The new school year has started and the Jewish high holidays are approaching. On the one hand, people are looking to hook up because they are fed up of everyone in their family asking them when they are getting married, having kids, etc. On the other hand, the commitment shy ones run away when something good comes their way. So what was I thinking? As I told you int he last column, Yaniv is a bachelor and the chances of him having a real relationship were not high from day one. Still, he has turned out to be a fun male friend to have around, and a friend with benefits if I do so desire, and can find a place and time. That's kind of complicated when you are in a non committed physical relationship, but there are solutions to everything when it comes to matters of the heart, or hormones, as the case may be.
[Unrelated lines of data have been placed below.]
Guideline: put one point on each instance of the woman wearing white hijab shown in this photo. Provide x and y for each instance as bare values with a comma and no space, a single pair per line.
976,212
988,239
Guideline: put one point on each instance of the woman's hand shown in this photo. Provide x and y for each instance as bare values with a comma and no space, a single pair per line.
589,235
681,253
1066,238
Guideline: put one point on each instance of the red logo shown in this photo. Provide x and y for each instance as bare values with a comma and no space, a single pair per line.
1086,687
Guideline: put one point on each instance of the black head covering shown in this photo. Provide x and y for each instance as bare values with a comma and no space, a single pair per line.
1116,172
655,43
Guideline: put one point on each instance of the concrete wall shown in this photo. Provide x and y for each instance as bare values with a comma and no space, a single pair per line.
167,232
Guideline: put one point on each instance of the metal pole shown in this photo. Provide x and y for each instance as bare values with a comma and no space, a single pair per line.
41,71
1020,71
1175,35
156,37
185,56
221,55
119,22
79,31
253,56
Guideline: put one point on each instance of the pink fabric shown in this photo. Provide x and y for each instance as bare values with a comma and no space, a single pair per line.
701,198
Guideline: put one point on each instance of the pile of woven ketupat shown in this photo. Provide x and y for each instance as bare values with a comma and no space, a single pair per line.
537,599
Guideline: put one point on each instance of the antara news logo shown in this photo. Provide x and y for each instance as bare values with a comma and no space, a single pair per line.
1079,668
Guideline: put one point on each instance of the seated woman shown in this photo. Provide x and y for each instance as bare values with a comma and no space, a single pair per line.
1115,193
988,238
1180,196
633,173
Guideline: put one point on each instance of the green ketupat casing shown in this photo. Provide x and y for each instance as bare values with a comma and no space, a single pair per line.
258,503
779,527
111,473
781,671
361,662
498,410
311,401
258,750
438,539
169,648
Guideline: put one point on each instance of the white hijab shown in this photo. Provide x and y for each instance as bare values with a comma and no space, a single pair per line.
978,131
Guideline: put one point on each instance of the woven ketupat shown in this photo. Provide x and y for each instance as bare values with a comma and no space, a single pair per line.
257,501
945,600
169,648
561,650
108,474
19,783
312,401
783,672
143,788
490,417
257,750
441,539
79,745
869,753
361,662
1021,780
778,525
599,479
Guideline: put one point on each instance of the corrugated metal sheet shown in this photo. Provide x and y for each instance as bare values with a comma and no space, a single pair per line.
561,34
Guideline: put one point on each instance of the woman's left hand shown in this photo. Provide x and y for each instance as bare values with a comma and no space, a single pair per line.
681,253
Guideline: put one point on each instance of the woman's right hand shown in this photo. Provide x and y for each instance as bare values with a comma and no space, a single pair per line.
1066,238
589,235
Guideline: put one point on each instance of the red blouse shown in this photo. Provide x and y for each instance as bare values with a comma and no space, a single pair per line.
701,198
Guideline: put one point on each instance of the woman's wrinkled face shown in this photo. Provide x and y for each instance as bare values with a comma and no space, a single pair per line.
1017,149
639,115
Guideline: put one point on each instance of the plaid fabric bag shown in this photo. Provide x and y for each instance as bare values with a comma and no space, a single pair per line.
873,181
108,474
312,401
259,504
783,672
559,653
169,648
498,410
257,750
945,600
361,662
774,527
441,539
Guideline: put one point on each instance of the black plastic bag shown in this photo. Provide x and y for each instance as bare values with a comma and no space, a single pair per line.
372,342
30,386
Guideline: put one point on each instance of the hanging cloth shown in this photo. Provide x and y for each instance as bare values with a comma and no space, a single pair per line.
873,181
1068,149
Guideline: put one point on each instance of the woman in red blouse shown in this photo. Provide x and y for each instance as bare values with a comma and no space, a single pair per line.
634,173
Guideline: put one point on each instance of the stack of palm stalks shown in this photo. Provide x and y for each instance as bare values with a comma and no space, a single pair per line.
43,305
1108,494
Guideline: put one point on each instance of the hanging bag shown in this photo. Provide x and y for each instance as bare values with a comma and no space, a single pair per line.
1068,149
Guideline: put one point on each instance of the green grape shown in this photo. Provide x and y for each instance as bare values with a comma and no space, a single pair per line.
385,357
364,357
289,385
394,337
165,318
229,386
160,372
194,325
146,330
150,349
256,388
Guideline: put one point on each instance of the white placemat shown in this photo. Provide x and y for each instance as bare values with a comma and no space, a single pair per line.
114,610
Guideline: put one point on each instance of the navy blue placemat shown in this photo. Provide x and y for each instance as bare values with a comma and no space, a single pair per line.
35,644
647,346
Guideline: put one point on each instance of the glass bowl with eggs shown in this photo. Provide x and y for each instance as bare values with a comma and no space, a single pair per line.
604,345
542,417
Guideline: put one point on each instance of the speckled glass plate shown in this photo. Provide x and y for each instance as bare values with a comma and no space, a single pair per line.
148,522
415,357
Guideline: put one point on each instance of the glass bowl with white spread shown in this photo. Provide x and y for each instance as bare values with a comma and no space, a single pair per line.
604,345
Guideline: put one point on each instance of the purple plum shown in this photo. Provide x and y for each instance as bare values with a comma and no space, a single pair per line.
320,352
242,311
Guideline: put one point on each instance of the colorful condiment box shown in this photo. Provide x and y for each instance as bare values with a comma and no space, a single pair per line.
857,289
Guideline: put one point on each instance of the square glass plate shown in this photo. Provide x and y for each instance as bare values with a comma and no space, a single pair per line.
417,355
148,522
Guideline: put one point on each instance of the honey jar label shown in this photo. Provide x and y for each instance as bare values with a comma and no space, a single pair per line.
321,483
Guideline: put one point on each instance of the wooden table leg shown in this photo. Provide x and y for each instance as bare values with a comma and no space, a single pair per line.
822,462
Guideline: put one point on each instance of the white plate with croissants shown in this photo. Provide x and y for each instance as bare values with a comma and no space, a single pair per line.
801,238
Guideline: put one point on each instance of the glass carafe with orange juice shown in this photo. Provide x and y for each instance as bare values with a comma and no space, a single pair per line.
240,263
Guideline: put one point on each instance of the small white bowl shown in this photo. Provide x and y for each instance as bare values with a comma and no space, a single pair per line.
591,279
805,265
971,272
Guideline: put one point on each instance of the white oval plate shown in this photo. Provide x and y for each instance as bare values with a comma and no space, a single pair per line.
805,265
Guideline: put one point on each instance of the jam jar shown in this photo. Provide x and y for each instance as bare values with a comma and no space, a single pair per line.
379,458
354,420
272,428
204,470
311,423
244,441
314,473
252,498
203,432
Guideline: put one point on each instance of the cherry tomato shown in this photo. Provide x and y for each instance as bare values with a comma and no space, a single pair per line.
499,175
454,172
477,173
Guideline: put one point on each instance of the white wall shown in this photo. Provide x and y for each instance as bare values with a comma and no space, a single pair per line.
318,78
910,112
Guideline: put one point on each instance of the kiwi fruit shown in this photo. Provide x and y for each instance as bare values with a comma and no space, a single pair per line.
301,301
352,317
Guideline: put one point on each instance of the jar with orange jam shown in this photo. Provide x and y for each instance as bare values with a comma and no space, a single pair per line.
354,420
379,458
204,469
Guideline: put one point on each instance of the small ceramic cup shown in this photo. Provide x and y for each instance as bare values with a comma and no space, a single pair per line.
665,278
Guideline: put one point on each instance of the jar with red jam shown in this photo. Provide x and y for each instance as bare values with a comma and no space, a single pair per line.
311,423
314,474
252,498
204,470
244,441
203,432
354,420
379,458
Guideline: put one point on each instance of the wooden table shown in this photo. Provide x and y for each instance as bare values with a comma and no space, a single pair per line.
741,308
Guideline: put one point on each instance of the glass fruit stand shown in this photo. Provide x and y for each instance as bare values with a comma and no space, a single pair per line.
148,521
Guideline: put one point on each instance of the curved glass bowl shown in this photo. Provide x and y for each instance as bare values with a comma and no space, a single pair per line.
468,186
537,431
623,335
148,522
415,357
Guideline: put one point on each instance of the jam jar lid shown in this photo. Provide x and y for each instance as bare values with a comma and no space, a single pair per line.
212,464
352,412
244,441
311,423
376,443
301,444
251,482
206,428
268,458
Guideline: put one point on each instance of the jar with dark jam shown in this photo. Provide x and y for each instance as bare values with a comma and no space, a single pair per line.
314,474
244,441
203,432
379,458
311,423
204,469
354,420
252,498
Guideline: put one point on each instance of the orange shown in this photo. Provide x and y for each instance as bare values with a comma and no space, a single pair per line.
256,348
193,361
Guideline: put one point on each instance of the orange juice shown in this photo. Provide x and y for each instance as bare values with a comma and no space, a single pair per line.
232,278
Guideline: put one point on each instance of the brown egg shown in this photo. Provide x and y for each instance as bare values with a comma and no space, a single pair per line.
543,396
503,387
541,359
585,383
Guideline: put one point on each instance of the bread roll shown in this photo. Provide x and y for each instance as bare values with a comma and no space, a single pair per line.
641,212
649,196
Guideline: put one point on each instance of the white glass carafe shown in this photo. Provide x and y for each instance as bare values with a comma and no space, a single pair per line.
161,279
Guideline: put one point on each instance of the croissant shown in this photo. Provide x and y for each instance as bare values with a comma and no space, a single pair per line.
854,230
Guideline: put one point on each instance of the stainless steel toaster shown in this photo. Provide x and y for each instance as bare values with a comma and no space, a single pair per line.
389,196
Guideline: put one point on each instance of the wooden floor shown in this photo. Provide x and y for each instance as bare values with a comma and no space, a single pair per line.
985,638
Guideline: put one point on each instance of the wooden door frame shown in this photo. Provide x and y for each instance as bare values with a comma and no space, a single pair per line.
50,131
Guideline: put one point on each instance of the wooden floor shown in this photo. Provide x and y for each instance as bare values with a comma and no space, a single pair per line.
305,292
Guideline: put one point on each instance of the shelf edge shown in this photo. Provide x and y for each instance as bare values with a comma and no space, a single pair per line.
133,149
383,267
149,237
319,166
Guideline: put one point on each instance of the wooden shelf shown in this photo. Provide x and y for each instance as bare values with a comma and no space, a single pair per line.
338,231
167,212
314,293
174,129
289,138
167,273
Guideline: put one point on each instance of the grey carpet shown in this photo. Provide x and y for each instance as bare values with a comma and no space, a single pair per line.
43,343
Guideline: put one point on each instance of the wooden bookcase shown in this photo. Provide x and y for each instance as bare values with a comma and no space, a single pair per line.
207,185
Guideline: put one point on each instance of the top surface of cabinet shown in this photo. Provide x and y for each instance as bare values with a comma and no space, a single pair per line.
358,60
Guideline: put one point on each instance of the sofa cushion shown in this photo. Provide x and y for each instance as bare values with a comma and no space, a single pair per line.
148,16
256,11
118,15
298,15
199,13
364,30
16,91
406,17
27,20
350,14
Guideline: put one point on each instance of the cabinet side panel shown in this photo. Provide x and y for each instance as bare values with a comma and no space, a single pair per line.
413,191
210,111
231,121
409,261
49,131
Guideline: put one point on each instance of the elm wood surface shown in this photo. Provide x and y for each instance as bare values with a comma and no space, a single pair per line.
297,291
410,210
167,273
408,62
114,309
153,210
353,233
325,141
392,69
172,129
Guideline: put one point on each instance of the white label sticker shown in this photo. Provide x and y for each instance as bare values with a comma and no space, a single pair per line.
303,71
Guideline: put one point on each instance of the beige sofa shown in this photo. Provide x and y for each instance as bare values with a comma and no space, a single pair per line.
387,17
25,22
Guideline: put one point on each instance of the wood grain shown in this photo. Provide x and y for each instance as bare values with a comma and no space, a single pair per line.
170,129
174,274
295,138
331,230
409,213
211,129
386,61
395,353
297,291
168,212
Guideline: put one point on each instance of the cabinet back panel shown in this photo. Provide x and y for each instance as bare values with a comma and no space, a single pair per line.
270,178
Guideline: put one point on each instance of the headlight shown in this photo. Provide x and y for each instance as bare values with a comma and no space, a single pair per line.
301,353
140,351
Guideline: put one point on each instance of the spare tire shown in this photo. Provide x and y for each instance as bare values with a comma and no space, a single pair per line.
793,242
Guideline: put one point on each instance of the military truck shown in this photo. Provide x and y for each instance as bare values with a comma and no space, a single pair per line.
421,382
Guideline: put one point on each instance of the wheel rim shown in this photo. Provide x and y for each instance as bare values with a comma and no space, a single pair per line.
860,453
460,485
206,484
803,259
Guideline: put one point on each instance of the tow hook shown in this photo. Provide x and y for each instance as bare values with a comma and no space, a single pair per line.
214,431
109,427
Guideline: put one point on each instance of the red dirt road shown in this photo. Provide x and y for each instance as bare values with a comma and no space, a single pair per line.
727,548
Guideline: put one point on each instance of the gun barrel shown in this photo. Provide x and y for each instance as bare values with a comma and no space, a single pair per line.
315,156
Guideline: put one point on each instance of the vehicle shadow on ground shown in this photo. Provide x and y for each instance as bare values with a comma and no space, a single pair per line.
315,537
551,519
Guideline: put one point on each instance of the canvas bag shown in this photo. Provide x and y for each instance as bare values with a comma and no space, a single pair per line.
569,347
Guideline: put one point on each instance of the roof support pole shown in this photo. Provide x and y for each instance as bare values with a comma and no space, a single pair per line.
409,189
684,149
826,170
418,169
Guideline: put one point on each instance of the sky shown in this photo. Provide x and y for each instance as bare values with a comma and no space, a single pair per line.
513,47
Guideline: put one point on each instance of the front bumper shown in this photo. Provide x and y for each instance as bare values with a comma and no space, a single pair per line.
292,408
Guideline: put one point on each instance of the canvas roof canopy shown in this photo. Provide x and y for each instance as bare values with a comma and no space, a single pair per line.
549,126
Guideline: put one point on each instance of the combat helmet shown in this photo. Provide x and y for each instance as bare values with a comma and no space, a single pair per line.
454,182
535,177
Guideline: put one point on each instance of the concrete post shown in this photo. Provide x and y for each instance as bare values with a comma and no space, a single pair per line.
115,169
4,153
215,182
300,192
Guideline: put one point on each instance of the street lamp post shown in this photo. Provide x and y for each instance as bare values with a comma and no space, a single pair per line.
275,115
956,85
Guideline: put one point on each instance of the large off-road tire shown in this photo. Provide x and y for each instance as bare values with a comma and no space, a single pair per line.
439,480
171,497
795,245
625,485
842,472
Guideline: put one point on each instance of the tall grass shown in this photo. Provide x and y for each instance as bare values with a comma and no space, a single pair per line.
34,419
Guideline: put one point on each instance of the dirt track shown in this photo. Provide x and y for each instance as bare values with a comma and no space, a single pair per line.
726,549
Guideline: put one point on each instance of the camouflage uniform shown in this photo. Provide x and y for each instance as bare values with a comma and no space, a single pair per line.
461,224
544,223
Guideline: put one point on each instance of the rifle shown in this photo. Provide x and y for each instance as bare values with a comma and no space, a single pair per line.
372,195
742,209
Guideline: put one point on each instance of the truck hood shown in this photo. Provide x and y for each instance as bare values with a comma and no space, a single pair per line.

Today, you can order a computer built according to your needs - memory, operating system, speed, size. You can get the best sum of the parts and therefore control that you know what you're getting right from the start. But in a man, this isn't (yet) possible, and what you see is not always what you get.
So Yaniv came and went, disappointed me by not showing up to a play I was in, not calling and then calling. I played it cool so he wouldn't feel pressured, and that worked well, until I realized I needed more and deserved to be with someone who at least communicated a bit better. Turns out, like many men his age who have never been married, that he doesn't want to take the relationship to the next step and isn't sure what he wants. Fine, we'll be friends (great, just what I need, another single male friend) and I planned a great, fun filled weekend of hiking, food, and music, not taking him into account. He did attend some of the activities but he went as an individual, not as my partner or date. I did want to have another kid after my divorce, but I don't need one in his mid-forties. It was a nice experience, but he has gone to my collection of intelligent, fun, talented, men, who are simply not boyfriend material. I wish I could take the parts that I cherish with me to my next computer, rather, boyfriend.
So for a guy who can't send a simple text message to say whether or not he is showing up at a picnic, Yaniv suddenly calls me yesterday, at work, to tell me about a discount coupon for renting a car during the holidays. The deal was so attractive, I was thrilled.
This writer doesn't have a boyfriend with whom to spend the Jewish New Year, but she has wheels!